Oh, and by the way, the box was empty. But remember, tomorrow’s another day!

Evaluation:

· Instructional Objective #1: During the unit test on Space Exploration, students will be asked to list three technological improvements that have resulted from the exploration of space.

· Instructional Objective #2: During the unit test on Space Exploration, students will be asked to list two developments in building materials that have resulted from space exploration, and how they have improved life outside the Space Program.

· Instructional Objective #3: During the unit test, students will be asked at least two ways that the Space Program improved jet fuel, and why this might be important to them as airline passengers. This question will be answered in essay form.

· Instructional Objective #4: During the unit test, students will be asked to explain how three practical improvements that benefited the Space Program have also benefited their own lives as well. The three must be different from the three the three listed in instructional objective #1. The question will be answered in essay form.

· Instructional Objective #5: Evaluate the assigned essay regarding the Space Program’s improvement of computers since the 1950′s. Criteria should include grammar, spelling, neatness, as well as accuracy and support of ideas and information. Students should have listed at least two specific improvements that were made to computers as a result of space exploration within the context of their argument. In addition, students should have thoroughly explained how these improvements changed the nature of today’s computers.

· Instructional Objective #6: Evaluate the assigned essay that judges whether or not the human’s seemingly inherent “need to know” is appropriate justification for the continued exploration of space. Criteria should include spelling, grammar, and neatness as well as accuracy and support of ideas and information. Students should have accurately re-stated the argument made in class supporting space exploration based upon human’s “need to know.” Agreement or disagreement with this argument in favor of space exploration should have been made in a clear, coherent, and well-supported argument.

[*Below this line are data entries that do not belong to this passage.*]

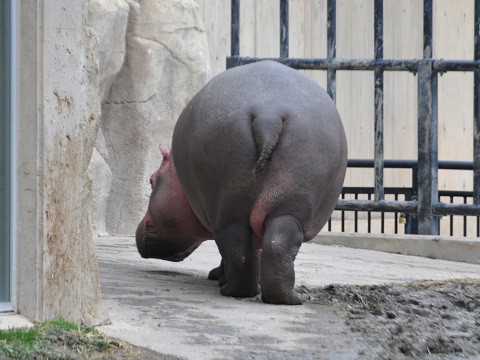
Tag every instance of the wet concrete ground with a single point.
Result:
(173, 309)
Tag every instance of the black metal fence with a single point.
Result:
(422, 205)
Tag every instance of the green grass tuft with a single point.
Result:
(57, 339)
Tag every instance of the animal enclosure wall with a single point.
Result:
(453, 29)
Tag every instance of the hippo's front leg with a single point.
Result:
(239, 261)
(281, 242)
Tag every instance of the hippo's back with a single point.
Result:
(257, 140)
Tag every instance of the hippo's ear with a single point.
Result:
(165, 152)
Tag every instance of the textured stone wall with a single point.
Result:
(153, 59)
(58, 120)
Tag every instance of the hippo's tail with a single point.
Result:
(266, 131)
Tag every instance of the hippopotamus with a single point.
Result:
(257, 163)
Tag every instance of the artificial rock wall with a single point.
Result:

· Instructional Objective #7: Evaluate the assigned essay that judges whether or not the potential of outer space is justification for its continued exploration. Criteria should include grammar, spelling, and neatness as well as accuracy and support of ideas and information. Students should have accurately re-stated the argument made in class supporting space exploration based upon its infinite potential. Agreement or disagreement with this argument in favor of space exploration should have been made in a clear, coherent, and well-supported argument.

Learning Strategies for Additional Teaching:

For students unable to fully understand the link between space exploration and technology, you could assign reading on the subject either from the textbook or supplemental materials. You could also do a more direct lesson on the subject to those students with difficulty. You could also pair off a student who failed to understand with one who did understand, and ask them to review the material together.

For students unable to fully understand the concept of “the need to know,” you could assign the student additional reading on explorers from history, then assign a paper asking why these explorers risked their lives and fortunes on the unknown. You could also give a more direct lesson on the concept of curiosity, and compare curiosity with “the need to know.” You could also ask the student to write a short story about the hidden basement or cave that were discussed in class. Ask the student to write about a character who is interested in exploring the basement or cave and ask him or her to explain why.

For students unable to fully understand the concept of potential, you could give a more direct lesson on the subject, talking about the potential in many things. You could also have the student read a story in which the protagonist struggles to realize his or her potential. You could (and should, even if every student understood the concept) wait a couple of days and then fill the box with candy (be sure to consult student medical forms for allergies prior to this). Inevitably a curious student will check the box, demonstrating to the class the persistence required in discovering potential.